Neo4j Datastores

DataNucleus supports persisting/retrieving objects to/from embedded Neo4j graph datastores (using the datanucleus-neo4j plugin, which utilises the Neo4j Java driver). Simply specify your "connectionURL" as follows

datanucleus.ConnectionURL=neo4j:{db_location}

For example

datanucleus.ConnectionURL=neo4j:myNeo4jDB

You then create your PMF/EMF as normal and use JDO/JPA as normal.

The jars required to use DataNucleus Neo4j persistence are datanucleus-core, datanucleus-api-jdo/datanucleus-api-jpa, datanucleus-neo4j and neo4j

Note that this is for embedded Neo4j. This is because at the time of writing there is no binary protocol for connecting Java clients to the server with Neo4j. When that is available we would hope to support it.

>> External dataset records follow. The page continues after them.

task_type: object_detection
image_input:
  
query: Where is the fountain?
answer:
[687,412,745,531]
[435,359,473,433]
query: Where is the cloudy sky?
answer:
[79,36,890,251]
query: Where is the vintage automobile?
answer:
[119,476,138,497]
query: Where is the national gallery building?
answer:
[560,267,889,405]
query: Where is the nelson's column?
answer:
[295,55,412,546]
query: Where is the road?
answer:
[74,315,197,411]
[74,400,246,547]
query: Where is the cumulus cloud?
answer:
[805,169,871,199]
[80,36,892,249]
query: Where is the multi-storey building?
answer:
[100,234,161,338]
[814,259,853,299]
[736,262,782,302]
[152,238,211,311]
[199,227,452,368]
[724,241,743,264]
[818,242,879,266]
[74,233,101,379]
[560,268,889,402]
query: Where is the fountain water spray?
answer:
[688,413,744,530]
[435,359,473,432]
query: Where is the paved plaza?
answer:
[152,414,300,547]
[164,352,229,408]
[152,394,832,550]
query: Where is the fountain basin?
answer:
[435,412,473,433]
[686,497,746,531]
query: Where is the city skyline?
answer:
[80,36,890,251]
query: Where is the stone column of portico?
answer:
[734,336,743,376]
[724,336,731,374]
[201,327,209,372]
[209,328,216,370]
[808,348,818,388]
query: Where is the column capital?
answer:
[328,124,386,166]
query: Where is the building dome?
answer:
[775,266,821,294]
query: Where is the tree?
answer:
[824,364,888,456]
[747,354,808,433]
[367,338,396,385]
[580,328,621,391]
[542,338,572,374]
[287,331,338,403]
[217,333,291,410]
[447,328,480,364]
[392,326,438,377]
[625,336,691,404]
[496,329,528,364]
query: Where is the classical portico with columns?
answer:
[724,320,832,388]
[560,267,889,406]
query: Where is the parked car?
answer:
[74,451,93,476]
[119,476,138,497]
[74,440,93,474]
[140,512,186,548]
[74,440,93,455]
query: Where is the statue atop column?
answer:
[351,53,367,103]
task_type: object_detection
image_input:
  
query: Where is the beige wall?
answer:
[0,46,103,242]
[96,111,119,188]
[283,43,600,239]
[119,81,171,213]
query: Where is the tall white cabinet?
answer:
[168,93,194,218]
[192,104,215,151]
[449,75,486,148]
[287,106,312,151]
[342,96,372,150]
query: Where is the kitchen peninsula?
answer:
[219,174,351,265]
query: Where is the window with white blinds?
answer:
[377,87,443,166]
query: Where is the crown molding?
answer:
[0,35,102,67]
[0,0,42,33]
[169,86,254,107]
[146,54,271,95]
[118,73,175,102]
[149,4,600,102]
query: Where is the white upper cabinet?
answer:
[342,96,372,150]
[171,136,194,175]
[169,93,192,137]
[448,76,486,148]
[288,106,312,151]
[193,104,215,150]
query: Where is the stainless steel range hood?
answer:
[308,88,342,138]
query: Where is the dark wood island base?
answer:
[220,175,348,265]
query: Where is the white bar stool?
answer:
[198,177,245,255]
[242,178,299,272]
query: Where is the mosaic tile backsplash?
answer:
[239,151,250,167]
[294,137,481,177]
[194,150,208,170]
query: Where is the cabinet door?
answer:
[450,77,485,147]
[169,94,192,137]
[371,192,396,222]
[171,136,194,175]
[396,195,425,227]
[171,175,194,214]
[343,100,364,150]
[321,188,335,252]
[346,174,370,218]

There are tutorials available for use of DataNucleus with Neo4j for JDO and for JPA

Things to bear in mind with Neo4j usage :-

  • Creation of a PMF/EMF will create a GraphDatabaseService and this is shared by all PM/EM instances. Since this is for an embedded graph datastore then this is the only logical way to provide this. Should this plugin be updated to connect to a Neo4J server then this will change.
  • Querying can be performed using JDOQL or JPQL. Some components of a filter are handled in the datastore, and the remainder in-memory. Currently any expression of a field (in the same 'table'), or a literal are handled in-datastore, as are the operators &&, ||, >, >=, <, <=, ==, and !=. Also the majority of ordering and result clauses are evaluatable in the datastore, as well as query result range restrictions.
  • When an object is persisted it becomes a Node in Neo4j. You define the names of the properties of that node by specifying the "column" name using JDO/JPA metadata
  • Any 1-1, 1-N, M-N, N-1 relation is persisted as a Relationship object in Neo4j and any positioning of elements in a List or array is preserved via a property on the Relationship.
  • If you wanted to specify some neo4j.properties file for use of your embedded database then specify the persistence property datanucleus.ConnectionPropertiesFile set to the filename.
  • This plugin is in prototype stage so would welcome feedback and, better still, some contributions to fully exploit the power of Neo4j. Register your interest on the DataNucleus Forum

Persistence Implementation

Let's take some example classes, and then describe how these are persisted in Neo4j.

public class Store
{
    @Persistent(primaryKey="true", valueStrategy="identity")
    long id;

    Inventory inventory;

    ...
}

public class Inventory
{
    @Persistent(primaryKey="true", valueStrategy="identity")
    long id;

    Set<Product> products;

    ...
}

public class Product
{
    @Persistent(primaryKey="true", valueStrategy="identity")
    long id;

    String name;

    double value;

    ...
}

When we persist a Store object, which has an Inventory, which has three Product objects, then we get the following

  • Node for the Store, with the "id" is represented as the node id
  • Node for the Inventory, with the "id" is represented as the node id
  • Relationship between the Store Node and the Inventory Node, with the relationship type as "SINGLE_VALUED", and with the property DN_FIELD_NAME as "inventory"
  • Node for Product #1, with properties for "name" and "value" as well as the "id" represented as the node id
  • Node for Product #2, with properties for "name" and "value" as well as the "id" represented as the node id
  • Node for Product #3, with properties for "name" and "value" as well as the "id" represented as the node id
  • Relationship between the Inventory Node and the Product #1 Node, with the relationship type "MULTI_VALUED" and the property DN_FIELD_NAME as "products"
  • Relationship between the Inventory Node and the Product #2 Node, with the relationship type "MULTI_VALUED" and the property DN_FIELD_NAME as "products"
  • Relationship between the Inventory Node and the Product #3 Node, with the relationship type "MULTI_VALUED" and the property DN_FIELD_NAME as "products"
  • Index in "DN_TYPES" for the Store Node with "class" as "mydomain.Store"
  • Index in "DN_TYPES" for the Inventory Node with "class" as "mydomain.Inventory"
  • Index in "DN_TYPES" for the Product Node with "class" as "mydomain.Product"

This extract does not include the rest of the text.